Arts and Design

London visitors invited to go dotty with Yayoi Kusama in her Obliteration Room this summer at Tate



The Yayoi Kusama art juggernaut shows no sign of slowing down. This summer, Tate Modern will stage Obliteration Room (23 July-29 August) which involves transforming a blank, white apartment space into a “sea of colourful dots”, the organisers say. The enclosure, filled with white furniture, will be located within Tate Modern’s Turbine Hall.

“Visitors are handed a sticker sheet of colourful dots with which to leave their mark on this stark interior, which slowly becomes transformed into a sea of colour,” a Tate statement says. Participants can also create their own works which will be added to an ever-expanding garden in the Turbine Hall. The Kusama installation—first staged at the Queensland Art Gallery, Australia, in 2002—is part of Tate Modern’s Uniqlo Tate Play programme scheduled for the school holidays.

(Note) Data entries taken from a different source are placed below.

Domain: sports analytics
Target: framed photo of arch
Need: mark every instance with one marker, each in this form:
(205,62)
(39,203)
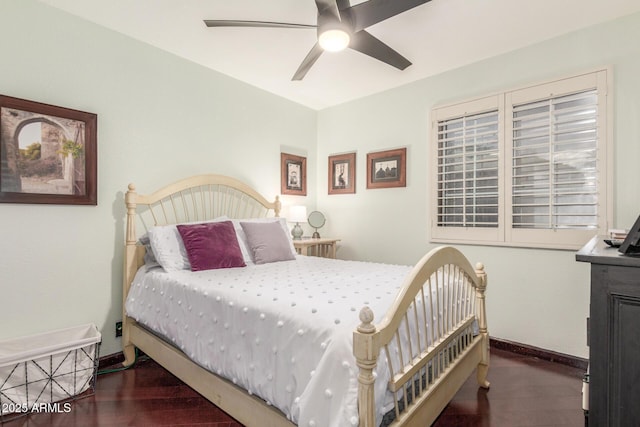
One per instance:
(47,154)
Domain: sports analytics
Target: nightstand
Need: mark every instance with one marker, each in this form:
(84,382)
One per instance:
(322,247)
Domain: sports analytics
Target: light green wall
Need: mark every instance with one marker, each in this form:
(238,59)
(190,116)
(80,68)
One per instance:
(537,297)
(160,118)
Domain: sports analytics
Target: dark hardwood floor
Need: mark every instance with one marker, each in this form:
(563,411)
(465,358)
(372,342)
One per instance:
(525,391)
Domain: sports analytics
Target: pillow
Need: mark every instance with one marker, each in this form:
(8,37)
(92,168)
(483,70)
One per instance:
(211,245)
(267,241)
(168,248)
(242,238)
(149,257)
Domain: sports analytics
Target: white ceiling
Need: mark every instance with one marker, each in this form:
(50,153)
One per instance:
(435,37)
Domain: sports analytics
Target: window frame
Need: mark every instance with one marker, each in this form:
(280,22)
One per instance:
(504,234)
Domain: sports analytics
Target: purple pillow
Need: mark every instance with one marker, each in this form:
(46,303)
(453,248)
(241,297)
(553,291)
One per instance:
(267,242)
(211,245)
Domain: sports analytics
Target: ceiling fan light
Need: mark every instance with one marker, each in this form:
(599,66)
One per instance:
(334,40)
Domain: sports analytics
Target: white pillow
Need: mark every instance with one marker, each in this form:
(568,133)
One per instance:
(245,247)
(168,247)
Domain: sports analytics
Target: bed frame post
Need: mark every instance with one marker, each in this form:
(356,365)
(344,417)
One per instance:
(130,267)
(365,350)
(277,206)
(483,366)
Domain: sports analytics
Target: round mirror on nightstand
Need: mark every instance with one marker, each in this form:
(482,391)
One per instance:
(316,220)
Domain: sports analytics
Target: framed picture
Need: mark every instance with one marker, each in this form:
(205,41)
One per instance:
(387,169)
(294,174)
(342,174)
(48,154)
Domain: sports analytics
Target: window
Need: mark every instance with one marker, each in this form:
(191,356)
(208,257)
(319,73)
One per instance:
(524,168)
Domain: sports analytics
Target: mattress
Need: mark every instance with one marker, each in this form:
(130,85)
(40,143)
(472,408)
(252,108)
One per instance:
(282,331)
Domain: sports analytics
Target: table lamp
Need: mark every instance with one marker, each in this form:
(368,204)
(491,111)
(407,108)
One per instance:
(297,214)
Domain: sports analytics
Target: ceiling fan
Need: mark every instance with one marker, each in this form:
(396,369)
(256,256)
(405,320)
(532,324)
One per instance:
(341,25)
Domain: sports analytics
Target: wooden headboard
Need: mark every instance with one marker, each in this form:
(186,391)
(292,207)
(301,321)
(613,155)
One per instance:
(198,198)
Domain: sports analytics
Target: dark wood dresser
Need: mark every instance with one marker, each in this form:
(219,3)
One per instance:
(614,337)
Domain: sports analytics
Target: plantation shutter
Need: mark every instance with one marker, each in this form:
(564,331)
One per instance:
(554,168)
(468,169)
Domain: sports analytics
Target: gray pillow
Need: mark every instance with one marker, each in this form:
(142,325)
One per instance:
(267,242)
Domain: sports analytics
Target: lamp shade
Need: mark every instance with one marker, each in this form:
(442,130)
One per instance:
(298,214)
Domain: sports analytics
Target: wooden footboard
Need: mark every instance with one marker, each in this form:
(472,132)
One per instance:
(433,337)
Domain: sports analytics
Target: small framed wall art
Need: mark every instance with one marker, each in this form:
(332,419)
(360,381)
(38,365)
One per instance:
(387,169)
(342,174)
(48,154)
(293,174)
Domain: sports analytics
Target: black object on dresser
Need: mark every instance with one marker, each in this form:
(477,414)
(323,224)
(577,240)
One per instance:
(614,336)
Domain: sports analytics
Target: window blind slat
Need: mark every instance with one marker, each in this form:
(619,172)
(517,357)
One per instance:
(552,139)
(468,171)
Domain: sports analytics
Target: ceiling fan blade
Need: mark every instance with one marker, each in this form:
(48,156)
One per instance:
(256,24)
(371,12)
(308,61)
(328,7)
(369,45)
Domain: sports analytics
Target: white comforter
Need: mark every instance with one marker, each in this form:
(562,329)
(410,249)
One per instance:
(282,331)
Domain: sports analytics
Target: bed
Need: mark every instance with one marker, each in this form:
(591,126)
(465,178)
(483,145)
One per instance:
(301,340)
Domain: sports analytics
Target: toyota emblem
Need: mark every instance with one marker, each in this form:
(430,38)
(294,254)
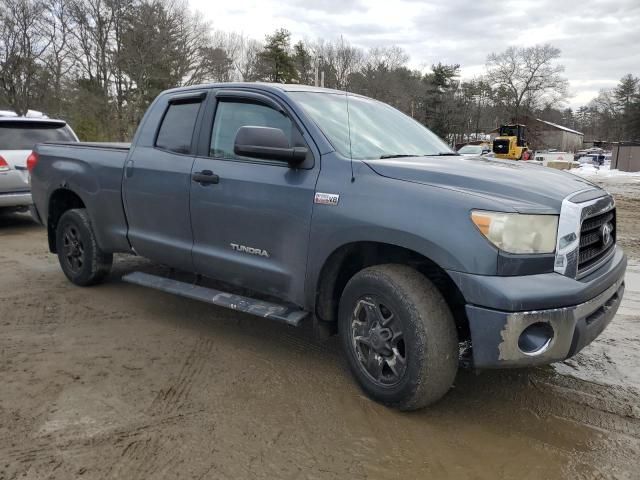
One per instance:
(605,233)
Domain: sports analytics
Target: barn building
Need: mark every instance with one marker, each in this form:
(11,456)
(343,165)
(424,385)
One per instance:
(546,135)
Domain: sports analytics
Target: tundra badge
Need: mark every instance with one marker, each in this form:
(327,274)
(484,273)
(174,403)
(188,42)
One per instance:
(326,198)
(251,250)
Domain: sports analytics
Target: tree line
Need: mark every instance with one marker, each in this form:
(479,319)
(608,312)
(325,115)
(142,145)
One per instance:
(99,63)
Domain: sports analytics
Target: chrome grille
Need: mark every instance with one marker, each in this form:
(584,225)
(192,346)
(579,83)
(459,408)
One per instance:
(593,245)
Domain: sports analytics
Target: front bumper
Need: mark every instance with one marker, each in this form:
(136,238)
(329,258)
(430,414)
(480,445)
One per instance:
(496,333)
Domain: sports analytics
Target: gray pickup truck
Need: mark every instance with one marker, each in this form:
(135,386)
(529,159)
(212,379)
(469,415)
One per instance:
(342,209)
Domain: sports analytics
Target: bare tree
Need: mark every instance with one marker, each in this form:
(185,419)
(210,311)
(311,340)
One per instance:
(22,46)
(58,58)
(527,76)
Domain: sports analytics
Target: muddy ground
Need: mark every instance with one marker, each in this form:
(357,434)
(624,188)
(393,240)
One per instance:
(117,381)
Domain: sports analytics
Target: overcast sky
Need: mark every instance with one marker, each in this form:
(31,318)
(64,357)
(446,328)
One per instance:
(600,40)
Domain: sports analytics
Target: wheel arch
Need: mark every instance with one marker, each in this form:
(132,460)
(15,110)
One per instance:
(347,260)
(60,201)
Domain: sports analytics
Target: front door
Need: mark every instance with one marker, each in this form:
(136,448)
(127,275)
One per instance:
(251,228)
(157,183)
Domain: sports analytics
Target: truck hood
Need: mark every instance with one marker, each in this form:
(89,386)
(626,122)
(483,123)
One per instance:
(523,187)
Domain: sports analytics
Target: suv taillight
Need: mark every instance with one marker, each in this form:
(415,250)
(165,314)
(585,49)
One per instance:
(32,159)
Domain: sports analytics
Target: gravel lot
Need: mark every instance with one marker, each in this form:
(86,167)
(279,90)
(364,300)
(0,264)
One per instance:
(118,381)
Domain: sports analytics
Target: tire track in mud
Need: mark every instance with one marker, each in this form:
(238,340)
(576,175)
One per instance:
(170,400)
(148,454)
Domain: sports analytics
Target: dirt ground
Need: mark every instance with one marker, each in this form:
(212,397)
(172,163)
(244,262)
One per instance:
(118,381)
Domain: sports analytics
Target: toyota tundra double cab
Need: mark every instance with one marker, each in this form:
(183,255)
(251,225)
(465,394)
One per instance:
(338,208)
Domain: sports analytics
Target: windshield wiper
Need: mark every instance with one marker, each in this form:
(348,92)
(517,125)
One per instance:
(397,155)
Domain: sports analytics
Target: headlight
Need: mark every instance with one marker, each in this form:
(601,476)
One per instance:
(516,232)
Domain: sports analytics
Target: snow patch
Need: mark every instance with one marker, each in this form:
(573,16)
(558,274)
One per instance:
(590,170)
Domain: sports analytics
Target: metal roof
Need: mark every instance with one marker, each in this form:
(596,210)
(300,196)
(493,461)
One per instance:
(560,127)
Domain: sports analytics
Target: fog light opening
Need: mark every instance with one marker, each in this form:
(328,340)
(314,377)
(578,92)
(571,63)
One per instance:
(535,339)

Two of Kusama’s hugely popular Infinity Mirror Rooms installations are also on show at Tate Modern until June next year, providing much needed revenue for the gallery in the wake of the Covid-19 pandemic (tickets for the artist’s “unique vision of endless reflections” cost £10 full price, and continue to sell out).

A retrospective of Kusama’s work is also due to open at the M+ museum in Hong Kong later this year (12 November-14 May 2023). An accompanying publication, described as the “most comprehensive survey of her work to date”, will be published by Thames & Hudson in London (Yayoi Kusama: 1945 to Now). The volume, edited by Doryun Chong (M+ deputy director), is structured around six thematic sections including “The Biocosmic” and “Joy of Life”. The book also features selections from Kusama’s unpublished writings as well as correspondence with the UK artist Georgia O’Keeffe.

Ninety-three-year-old Kusama is one of the biggest stars in the art world, famed for her signature spot motifs and bold colours used across multiple media. Although Kusama left her conservative Japanese upbringing in her late 20s to immerse herself in the 1960s underground New York art scene—gaining some notoriety—it was not until much later in life that she achieved widespread recognition. Our must-read guide to books on Kusama includes Kusama’s Body Festival in 60s (2011) by the artist herself.